Face à cette situation, le responsable des arbitres de la Fédération somalienne de football a officiellement saisi la FIFA afin d’obtenir des explications et une intervention rapide.
L’instance mondiale du football a confirmé avoir pris connaissance du dossier et a assuré qu’une réponse serait apportée dans les meilleurs délais.
Selon les dernières informations, Omar Artan a quitté les États-Unis après son refoulement et se trouve actuellement à Istanbul.
Pourtant, l’arbitre avait obtenu un passeport diplomatique avec l’appui de l’ambassade somalienne basée à Nairobi afin de faciliter ses démarches de voyage. Une mesure qui n’a finalement pas convaincu les autorités américaines.
L’incident suscite d’autant plus d’incompréhension que l’officiel somalien sort d’une année remarquable. En 2025, il avait été désigné meilleur arbitre africain par la Confédération Africaine de Football et avait dirigé la finale retour de la Ligue des champions africaine opposant Pyramids FC à Mamelodi Sundowns.
Les arbitres concernés étaient regroupés à Miami dans le cadre d’un programme de préparation de la FIFA avant leur déploiement vers différents matchs au Canada et au Mexique.
Le refus d’entrée opposé à Omar Artan intervient ainsi à un moment crucial de sa carrière, le privant potentiellement d’une participation à l’un des rendez-vous les plus prestigieux du football mondial.
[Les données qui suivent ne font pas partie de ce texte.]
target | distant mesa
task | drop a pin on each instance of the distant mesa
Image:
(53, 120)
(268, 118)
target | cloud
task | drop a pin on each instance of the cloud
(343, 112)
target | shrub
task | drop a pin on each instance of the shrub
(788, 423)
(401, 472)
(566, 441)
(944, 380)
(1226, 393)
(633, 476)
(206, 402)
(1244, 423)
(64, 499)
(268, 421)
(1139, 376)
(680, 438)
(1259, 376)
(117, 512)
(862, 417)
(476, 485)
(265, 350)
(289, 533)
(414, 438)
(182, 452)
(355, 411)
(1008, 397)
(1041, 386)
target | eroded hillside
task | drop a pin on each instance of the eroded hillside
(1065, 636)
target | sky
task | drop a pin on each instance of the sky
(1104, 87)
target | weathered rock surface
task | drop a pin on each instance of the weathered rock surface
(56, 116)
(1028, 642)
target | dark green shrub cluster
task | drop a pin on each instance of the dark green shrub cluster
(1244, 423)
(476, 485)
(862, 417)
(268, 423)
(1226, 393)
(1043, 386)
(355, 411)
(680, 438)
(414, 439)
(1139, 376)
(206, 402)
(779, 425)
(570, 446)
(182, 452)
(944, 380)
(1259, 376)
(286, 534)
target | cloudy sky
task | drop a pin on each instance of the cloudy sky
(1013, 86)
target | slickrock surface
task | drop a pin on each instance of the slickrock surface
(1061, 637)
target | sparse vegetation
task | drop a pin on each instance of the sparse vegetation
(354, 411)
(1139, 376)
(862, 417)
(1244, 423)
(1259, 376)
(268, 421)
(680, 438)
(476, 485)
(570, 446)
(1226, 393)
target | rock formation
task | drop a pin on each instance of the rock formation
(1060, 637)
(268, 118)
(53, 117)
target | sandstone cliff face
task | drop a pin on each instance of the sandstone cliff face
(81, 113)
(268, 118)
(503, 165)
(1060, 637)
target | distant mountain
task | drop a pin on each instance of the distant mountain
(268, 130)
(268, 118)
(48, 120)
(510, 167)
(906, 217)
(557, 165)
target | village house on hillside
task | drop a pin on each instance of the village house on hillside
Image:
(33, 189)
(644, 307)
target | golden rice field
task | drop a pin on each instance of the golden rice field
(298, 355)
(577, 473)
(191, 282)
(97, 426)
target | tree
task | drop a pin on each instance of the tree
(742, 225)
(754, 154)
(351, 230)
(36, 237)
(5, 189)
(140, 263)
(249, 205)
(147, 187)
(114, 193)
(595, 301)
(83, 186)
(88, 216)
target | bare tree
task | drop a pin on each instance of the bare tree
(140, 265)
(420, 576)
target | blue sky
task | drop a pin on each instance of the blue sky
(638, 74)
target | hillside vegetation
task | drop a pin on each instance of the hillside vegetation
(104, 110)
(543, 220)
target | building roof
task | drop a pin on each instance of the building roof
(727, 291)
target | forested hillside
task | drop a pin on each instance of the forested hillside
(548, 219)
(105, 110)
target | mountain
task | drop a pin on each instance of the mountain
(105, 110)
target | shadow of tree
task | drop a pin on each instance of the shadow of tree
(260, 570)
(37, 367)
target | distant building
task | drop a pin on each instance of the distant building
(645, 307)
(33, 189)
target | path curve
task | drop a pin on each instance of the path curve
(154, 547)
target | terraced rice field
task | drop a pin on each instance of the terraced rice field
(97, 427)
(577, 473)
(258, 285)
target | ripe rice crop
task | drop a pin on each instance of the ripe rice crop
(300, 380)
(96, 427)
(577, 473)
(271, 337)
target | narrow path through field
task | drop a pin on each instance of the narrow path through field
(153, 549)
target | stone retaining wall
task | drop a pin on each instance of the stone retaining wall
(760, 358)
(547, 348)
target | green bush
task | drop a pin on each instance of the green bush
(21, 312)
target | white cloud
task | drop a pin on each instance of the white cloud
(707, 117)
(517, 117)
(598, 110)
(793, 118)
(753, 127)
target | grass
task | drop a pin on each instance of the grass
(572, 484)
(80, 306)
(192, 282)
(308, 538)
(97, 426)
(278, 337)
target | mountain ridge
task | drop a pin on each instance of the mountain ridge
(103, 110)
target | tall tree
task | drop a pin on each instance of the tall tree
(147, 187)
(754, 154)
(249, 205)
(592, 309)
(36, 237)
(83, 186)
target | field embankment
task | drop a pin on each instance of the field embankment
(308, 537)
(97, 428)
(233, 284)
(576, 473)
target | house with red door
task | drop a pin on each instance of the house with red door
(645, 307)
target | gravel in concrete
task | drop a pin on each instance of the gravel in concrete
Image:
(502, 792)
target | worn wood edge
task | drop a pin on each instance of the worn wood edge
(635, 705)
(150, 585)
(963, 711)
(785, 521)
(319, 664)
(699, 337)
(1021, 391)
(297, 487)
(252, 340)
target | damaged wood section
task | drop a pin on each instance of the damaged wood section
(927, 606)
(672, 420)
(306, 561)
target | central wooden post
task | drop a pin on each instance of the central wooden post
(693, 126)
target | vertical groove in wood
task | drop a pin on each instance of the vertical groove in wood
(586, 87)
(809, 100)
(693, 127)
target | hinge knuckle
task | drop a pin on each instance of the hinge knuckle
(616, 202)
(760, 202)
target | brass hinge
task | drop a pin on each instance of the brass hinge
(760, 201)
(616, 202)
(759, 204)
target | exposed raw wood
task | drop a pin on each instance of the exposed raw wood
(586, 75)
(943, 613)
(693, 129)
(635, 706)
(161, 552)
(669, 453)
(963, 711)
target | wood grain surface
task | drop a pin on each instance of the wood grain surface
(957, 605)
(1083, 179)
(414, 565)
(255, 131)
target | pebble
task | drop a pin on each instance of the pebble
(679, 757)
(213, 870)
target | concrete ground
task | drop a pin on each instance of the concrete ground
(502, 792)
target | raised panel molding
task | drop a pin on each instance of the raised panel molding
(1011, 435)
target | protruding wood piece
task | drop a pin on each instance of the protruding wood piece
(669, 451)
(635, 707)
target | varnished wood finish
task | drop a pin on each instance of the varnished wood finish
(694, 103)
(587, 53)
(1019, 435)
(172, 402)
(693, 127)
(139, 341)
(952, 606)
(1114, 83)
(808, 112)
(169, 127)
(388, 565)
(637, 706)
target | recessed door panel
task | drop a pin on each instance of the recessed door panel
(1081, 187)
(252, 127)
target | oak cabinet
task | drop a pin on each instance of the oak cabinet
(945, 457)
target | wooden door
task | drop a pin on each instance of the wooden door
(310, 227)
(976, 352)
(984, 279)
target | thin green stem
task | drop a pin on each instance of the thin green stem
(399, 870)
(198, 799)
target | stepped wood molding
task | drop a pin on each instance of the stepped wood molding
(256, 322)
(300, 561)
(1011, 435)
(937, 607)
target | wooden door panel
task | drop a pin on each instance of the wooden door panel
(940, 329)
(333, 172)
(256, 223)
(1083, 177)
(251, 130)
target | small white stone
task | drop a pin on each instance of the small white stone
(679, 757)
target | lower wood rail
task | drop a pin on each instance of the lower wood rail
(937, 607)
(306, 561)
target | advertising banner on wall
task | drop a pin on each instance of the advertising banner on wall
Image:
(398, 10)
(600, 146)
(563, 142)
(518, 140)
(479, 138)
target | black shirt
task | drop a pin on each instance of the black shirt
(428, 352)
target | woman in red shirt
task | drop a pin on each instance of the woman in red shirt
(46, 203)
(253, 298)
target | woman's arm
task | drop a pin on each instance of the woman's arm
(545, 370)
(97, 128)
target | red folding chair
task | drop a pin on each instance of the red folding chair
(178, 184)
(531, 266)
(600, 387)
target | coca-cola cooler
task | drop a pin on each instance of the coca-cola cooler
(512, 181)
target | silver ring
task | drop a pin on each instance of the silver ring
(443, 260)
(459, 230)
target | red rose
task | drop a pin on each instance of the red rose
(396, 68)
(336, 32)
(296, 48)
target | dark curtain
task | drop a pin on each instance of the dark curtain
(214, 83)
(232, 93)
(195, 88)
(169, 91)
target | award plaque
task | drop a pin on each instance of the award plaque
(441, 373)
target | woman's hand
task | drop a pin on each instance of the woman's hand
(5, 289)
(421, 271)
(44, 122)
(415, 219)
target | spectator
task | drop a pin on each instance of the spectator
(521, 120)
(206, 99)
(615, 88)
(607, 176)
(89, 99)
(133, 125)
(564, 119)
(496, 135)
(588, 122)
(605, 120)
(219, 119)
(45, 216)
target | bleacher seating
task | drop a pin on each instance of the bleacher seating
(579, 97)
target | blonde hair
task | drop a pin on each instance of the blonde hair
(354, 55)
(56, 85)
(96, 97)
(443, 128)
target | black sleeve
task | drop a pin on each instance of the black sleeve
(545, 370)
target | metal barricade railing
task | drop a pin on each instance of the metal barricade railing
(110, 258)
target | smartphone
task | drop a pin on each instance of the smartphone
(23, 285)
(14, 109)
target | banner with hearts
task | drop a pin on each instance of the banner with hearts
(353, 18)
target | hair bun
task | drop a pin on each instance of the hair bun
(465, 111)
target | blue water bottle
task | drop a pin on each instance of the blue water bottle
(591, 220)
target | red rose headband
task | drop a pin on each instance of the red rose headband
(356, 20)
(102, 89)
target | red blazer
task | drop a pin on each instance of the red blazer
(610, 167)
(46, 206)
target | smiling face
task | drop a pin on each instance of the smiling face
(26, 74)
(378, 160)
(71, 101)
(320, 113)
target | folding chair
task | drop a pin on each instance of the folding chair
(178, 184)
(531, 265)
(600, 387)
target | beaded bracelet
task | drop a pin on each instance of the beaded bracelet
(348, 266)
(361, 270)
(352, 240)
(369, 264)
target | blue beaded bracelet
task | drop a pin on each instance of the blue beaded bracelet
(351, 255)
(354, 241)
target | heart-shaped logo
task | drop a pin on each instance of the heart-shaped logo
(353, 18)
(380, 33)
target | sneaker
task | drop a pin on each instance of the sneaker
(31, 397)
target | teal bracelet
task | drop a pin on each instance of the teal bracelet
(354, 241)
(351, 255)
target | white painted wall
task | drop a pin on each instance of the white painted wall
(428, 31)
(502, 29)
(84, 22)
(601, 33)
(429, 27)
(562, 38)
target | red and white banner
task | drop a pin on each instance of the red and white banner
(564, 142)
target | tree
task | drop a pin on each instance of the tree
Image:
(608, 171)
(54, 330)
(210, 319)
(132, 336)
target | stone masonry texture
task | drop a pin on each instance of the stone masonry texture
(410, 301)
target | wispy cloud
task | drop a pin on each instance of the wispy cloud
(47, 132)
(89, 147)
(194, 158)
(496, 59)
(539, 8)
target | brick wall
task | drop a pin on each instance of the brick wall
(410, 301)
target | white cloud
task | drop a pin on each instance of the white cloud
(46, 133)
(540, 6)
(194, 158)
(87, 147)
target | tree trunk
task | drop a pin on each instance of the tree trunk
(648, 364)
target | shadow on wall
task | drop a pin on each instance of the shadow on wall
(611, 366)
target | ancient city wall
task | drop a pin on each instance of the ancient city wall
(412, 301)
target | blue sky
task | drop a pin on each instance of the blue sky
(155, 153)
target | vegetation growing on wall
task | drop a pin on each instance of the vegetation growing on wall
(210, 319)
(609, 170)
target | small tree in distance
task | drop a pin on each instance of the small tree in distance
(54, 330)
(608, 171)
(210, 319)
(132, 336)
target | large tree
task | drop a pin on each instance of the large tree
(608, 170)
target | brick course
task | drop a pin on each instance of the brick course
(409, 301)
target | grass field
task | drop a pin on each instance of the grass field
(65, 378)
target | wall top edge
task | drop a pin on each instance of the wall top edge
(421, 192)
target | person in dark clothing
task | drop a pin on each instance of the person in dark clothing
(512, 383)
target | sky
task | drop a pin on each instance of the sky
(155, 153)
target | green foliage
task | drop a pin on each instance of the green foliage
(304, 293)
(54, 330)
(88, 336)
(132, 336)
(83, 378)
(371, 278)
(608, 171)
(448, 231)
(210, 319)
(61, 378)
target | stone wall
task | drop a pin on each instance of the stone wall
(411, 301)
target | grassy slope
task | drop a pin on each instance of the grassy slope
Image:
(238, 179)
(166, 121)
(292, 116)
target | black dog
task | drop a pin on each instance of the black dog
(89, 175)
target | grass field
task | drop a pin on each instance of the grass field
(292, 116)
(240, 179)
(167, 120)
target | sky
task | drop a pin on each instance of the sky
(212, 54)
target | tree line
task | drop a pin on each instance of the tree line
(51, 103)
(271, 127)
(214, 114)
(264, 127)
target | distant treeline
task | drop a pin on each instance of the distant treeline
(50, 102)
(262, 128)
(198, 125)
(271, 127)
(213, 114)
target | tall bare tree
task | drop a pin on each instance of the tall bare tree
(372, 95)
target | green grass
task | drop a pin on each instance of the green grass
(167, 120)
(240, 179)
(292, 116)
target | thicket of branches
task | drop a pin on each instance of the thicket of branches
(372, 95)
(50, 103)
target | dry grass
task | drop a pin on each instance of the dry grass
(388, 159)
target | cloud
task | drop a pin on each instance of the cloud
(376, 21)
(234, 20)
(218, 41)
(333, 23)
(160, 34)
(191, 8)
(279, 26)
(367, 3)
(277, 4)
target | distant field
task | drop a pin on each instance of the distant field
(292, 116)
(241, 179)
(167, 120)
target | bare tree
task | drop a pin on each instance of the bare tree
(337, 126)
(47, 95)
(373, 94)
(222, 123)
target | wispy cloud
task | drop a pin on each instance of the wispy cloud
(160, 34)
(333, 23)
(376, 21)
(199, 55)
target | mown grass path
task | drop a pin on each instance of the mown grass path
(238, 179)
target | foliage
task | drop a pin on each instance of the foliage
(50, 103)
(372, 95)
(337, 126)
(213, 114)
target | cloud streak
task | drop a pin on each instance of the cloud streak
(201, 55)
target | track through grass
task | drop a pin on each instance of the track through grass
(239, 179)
Au-delà du cas individuel, cette affaire relance le débat sur les contraintes administratives et les obstacles de mobilité auxquels restent confrontés certains acteurs du football international, y compris ceux évoluant au plus haut niveau.
Alors que la FIFA examine désormais le dossier, les regards se tournent vers l’instance mondiale pour savoir si une solution pourra être trouvée afin de permettre à l’arbitre somalien de retrouver sa place sur la scène internationale.